Hal ini ia ungkapkan saat bertemu dengan Deputi Bidang Pembiayaan Kemenkop UKM Hanung Harimba Rachman, di Boltim, Senin (28/12). Turut hadir dalam kesempatan itu, Staf Khusus Menkop UKM Bidang Ekonomi Kerakyatan Riza Damanik, Staf Khusus Menkop UKM Bidang Hukum dan Pengawasan Agus Santoso, dan Kepala Perwakilan OJK Provinsi Sulut, Gorontalo, dan Maluku Utara Darwisman.

Sehan mengaku pernyataannya itu spontan terucap setelah mendapati beberapa nasabah yang akan menerima Banpres Produktif Usaha Mikro dari salah satu lembaga pembiayaan. Dia memuji adanya BPUM yang sangat membantu masyarakat kecil dan berharap program yang bagus ini bisa dilanjutkan pada 2021.

"Saya juga berharap akan banyak lagi masyarakat di Boltim yang menerima BPUM ini," tuturnya.

Sehan meminta agar pengawasan di lapangan terkait penyaluran BPUM ini terus ditingkatkan. Pada prinsipnya, kata dia, pihaknya sangat respek atas adanya program BPUM ini

"Sekali lagi, saya minta maaf pada Menteri Teten karena spontanitas saya yang lalu menjadi viral. Saya hanya ingin pelaksana di lapangan diawasi," aku Sehan.

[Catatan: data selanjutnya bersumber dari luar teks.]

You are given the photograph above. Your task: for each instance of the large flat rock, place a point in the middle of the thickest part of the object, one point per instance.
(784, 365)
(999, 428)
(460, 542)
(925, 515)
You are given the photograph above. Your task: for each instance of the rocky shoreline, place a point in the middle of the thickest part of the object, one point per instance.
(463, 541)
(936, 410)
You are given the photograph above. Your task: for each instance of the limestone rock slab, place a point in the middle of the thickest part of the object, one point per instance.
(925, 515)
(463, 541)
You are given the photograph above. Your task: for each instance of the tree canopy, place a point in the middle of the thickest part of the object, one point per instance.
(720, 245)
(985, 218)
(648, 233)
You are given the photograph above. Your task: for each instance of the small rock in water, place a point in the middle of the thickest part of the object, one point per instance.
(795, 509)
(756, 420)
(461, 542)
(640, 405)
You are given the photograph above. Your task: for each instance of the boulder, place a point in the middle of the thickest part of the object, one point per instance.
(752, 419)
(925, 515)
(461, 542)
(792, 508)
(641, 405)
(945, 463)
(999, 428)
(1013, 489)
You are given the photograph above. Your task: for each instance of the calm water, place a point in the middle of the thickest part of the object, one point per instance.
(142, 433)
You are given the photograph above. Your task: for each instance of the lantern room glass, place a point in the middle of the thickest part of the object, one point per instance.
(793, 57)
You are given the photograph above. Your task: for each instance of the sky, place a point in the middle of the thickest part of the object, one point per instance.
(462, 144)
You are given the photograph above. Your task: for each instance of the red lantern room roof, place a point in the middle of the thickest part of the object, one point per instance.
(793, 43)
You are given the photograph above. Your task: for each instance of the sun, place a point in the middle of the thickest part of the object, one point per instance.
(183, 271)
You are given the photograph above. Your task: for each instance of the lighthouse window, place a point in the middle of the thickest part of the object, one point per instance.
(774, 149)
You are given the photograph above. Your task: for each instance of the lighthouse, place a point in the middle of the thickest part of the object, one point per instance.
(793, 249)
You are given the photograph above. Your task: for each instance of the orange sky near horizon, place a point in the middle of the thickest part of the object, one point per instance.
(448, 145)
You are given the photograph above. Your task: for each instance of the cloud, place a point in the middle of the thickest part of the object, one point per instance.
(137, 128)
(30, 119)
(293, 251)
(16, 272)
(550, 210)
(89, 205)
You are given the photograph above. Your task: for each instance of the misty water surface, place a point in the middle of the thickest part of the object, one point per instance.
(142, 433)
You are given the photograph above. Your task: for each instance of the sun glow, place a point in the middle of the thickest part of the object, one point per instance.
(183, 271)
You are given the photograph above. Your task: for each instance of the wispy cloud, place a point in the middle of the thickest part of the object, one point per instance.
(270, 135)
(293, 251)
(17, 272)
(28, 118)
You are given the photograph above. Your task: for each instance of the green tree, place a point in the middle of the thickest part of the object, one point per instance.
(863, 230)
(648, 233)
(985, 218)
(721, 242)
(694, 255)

"Ini bentuk kasih sayang kepada masyarakat, jangan sampai rakyat Boltim tidak dapat lagi. Saya minta maaf sudah bikin gaduh," imbuhnya.

Sementara itu, Deputi Bidang Pembiayaan Kemenkop UKM Hanung Harimba Rachman menegaskan bahwa Banpres Produktif tidak ada kaitannya dengan bisnis apapun dari lembaga pengusul BPUM.

"Tugas kami adalah memastikan yang bersangkutan berhak mendapatkan BPUM dan disalurkan sesuai ketentuan, yaitu, langsung ke rekening yang bersangkutan. Tidak ada kaitannya dengan rekening lembaga pengusul dan tak dipungut biaya apapun," tegas Hanung.

Hanung menilai dalam hal penyaluran BPUM, harus tepat sasaran dan sesuai prosedur. Sejak diluncurkan pada 24 Agustus 2020 oleh Presiden Jokowi di Istana Negara, penyaluran Bantuan Presiden Produktif Usaha Mikro saat ini telah mencapai realisasi 100 persen, dengan nilai anggaran Rp 28,8 triliun.

Realisasi bantuan tersebut telah menggerakkan 12 juta pelaku usaha mikro yang mengalami kesulitan akibat COVID-19.

"KemenkopUKM selaku koordinator pelaksana program Banpres Produktif bersama dengan lembaga lainnya, bekerja cermat, transparan, dan hati-hati, tetapi sekaligus juga cepat dalam menjalankan program ini," jelasnya.

Mengenai permasalahan nasabah yang disampaikan Bupati Sehan Landjar, Hanung menyatakan pinjaman yang diberikan salah satu lembaga pembiayaan pengusul BPUM yakni Esta Dana Ventura kepada UMKM merupakan kewenangan atau ranahnya Otoritas Jasa Keuangan (OJK).

Sedangkan Kepala Perwakilan OJK provinsi Sulut, Gorontalo dan Malut Darwisman mengatakan ada salah pemahaman di publik terkait penyaluran BPUM ini. Namun, pihaknya menjanjikan pengawasan terhadap lembaga pembiayaan yang menyusukan BPUM akan terus dilakukan OJK.

"Dan kalau ada pelanggaran di dalamnya, akan ditindak sesuai ketentuan berlaku," pungkas Darwisman.